I just google mapped his house on satellite so i can really see how much money he has. Does that make me shallow?
everything was going good until you started showing off the pictures of poop you took with your phone
Its like I instantly had a mental image of me in my mugshot.
All I'm saying is that whoever owned the wheelchair clearly didn't need it or they wouldn't have been able to leave it there
The security guard told you that the room was off limits and you just looked at him and said,"Its okay, I have a beard".
Why am I the only one concerned that there's a dog in the movie theatre?
I think the pivotal moment was when we used the see and say as a drinking game with shots of whiskey. It was all downhill after that.
I think the world is coming to an end. Earthquakes, huricanes, floods, and now you say you LOVE him. Im building a shelter and going into hiding.
Maybe I don't remember every single thing... I think there's a hi lighter treasure map drawn on my arm...
I just found it. I hope it leads to food.
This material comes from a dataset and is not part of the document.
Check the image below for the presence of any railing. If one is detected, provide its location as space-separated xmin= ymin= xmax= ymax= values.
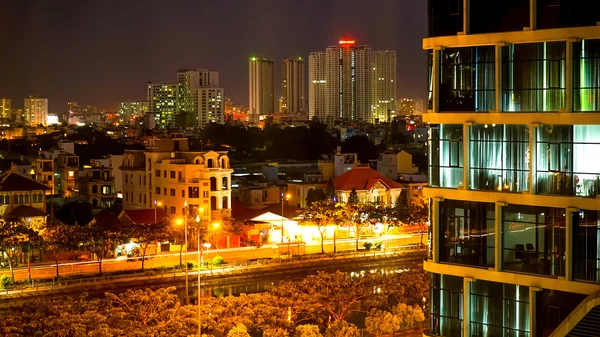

Speaking of ejaculate, did you get the side of your car cleaned off?
They said you bought the guy a shot and was talking about being Greek and then all of the sudden just puked all in their pitcher of beer and got kicked out of the bar.
I accidentally told my mom I broke my drug nail this weekend
Explain to me again why I'm doing the walk of shame if we fucked at my house?
One a scale of one to hella drunk, how gracefully can I make it down those stairs
I just sent a Slack that autocorrected tomorrow to gonorrhoea. Please note that Slack autocorrect isn’t very good.